Early colonial Holy Redeemer Church, Ambala cantonment

Holy Redeemer Church Ambala cantt. Haryana. Trodly
Ambala in Haryana during the Raj was an important cantonment and it still has  a lot of colonial bungalows and wide tree-lined roads, typical of British cantonments in the subcontinent.
The  military area had early churches to take care of the needs of church services of the British Army.

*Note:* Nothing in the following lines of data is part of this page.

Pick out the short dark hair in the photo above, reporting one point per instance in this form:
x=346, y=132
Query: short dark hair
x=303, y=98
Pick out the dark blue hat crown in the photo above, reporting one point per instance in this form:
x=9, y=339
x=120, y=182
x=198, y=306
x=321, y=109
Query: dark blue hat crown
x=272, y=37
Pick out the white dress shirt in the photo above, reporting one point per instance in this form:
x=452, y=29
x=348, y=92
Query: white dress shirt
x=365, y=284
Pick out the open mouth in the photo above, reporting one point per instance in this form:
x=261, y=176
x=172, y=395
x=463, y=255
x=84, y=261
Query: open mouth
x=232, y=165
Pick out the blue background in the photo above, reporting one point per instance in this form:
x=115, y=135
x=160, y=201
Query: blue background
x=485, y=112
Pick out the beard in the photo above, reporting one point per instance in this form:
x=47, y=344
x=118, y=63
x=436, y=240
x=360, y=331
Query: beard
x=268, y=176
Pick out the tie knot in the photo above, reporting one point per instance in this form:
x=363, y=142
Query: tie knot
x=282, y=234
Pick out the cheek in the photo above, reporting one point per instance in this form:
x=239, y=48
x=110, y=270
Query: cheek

The Holy Redeemer Church located in Ambala Cantt area is among one of the most famous Christian places of worship here. This church  came up in 1848, under the British rule. That time the East India Company, a proxy ruler of the Crown,  transferred its troops from Karnal to Ambala.  This place assumes strategic importance as it is closer to many regions, including Sind and NWFP (North west Frontier Province, now in Pakistan) Lord Ripon, an efficient British administrator,  was the only Catholic Viceroy of India and he is  said to have paid a visit to this vintage Protestant church while he was on his way to Shimla on official assignment. Because of vagaries of weather and other factors, this church collapsed  and in its place a new one was built in 1905. In 1956 the church was handed over to the Redemptorist group. The church is set in a picturesque place with lots of greenery around

The present day Holy Redeemer Church has tall towers supported by strong  pillars for extra protection to the structure. The elevated roof built in  Gothic style is meant to keep the interiors cool in the hot summer period.  This Church has two large rooms for altogether different purposes - one was originally meant for the British India troops, perhaps for rest and relaxation while on the move. In those days, this small town had no buildings good enough  to accommodate the British Army.  Now, the other room is  converted into a dispensary.
 Within the church compound there is an old house, apparently for the priest to stay. There is a memorial stone  in the north of the church. This 170 year old colonial church, despite its age, has not lost its colonial charm and old glory.